La Corte ha volutamente tralasciato, per la non diretta attinenza con il processo per la strage, diversi altri temi: “Ci riferiamo ai rapporti di Delle Chiaie con Guerin Serac in Spagna e al ruolo dell’Aginter press, all’Oas e Susini e alle attività di quest’ultimo nell’ambito dei servizi di sicurezza e della Gladio francese, dopo essere stato amnistiato nel 1968. Agli attentati compiuti dagli italiani per conto dell’Aginter press contro ambasciate algerine. Alla premeditata mancata riuscita dell’attentato a Bonn di cui fu protagonista Piero Carmassi e alle conseguenti rimostranze di Serac. All’attività degli avanguardisti in Spagna contro l’Eta; all’interpretazione ancora in termini di provocazione politica da parte della destra francese e dell’Aginter press dei moti francesi del ’68, il cui solo risultato fu di imporre a De Gaulle di chiedere l’appoggio dell’esercito che gli fu concesso a condizione che tutti gli esiliati dell’Oas avessero l’amnistia, con conseguenti dimissioni di De Gaulle. Alla conferma dell’azione dell’Oas in Italia negli anni ’60, a supporto della formazione militare dei militanti di Ordine nuovo e Avanguardia nazionale. Al riconoscimento di Calzona Cauchi e Delle Chiaie in una foto de 1976, dopo i fatti di Monteiura in Spagna. Calzona era un ragazzo calabrese che aveva ucciso un uomo e che era stato affidato a Delle Chiaie dai ‘calabresi’, intesi come militanti della destra (Felice, Genoesi, Zerbi) per conto della ’ndrangheta, con la quale Avanguardia nazionale aveva avuto sempre stretti rapporti. A proposito dei rapporti tra ’ndrangheta e An, il teste ha ricordato i moti di Reggio del 1970, l’intesa al tempo del golpe Borghese e il collegamento tra i moti di Reggio e il golpe”.

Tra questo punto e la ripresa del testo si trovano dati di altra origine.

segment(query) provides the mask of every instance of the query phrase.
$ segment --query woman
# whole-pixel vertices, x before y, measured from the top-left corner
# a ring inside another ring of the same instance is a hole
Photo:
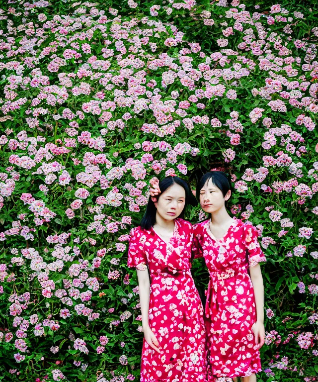
[[[205,307],[208,381],[240,377],[255,382],[261,370],[259,349],[265,337],[258,263],[266,259],[257,231],[228,213],[225,202],[231,191],[224,173],[204,175],[196,193],[211,217],[194,227],[195,257],[204,258],[210,272]]]
[[[196,201],[176,177],[152,184],[128,252],[128,266],[137,269],[144,333],[141,381],[205,381],[203,308],[190,273],[192,227],[179,217]]]

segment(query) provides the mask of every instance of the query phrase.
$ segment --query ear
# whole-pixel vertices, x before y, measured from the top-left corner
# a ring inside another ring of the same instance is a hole
[[[228,200],[231,197],[231,190],[229,190],[229,191],[226,193],[226,194],[225,196],[224,196],[224,200]]]

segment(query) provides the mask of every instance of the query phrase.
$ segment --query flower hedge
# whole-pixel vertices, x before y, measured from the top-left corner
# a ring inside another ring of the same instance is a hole
[[[2,4],[0,381],[137,381],[129,230],[212,168],[268,259],[259,381],[317,380],[318,10],[258,4]]]

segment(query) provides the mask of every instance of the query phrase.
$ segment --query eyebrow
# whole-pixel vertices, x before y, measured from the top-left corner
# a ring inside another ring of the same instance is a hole
[[[167,195],[166,197],[171,197],[171,198],[173,198],[174,196],[171,196],[170,195]],[[178,199],[185,199],[185,197],[184,196],[180,196],[180,197],[178,197]]]

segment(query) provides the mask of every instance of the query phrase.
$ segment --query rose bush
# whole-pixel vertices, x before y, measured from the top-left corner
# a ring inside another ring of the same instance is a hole
[[[0,11],[0,380],[137,380],[129,230],[212,168],[268,258],[259,380],[317,380],[316,5],[107,3]]]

Singolare che un personaggio siffatto sia stato chiamato, nell’aprile dello scorso anno, a rispondere di falsa testimonianza dopo la sua deposizione nel processo in Corte di assise a carico dell’ex Nar Gilberto Cavallini, poi condannato all’ergastolo come “quarto uomo” della strage di Bologna. Vinciguerra non ha voluto riferire i nomi di chi gli parlò di un collegamento tra il gruppo di Fioravanti e Cavallini, il gruppo veneto di Massimiliano Fachini e quello di Paolo Signorelli e Sergio Calore. In effetti, non si è mai pentito, sebbene resti una fonte attendibile di verità.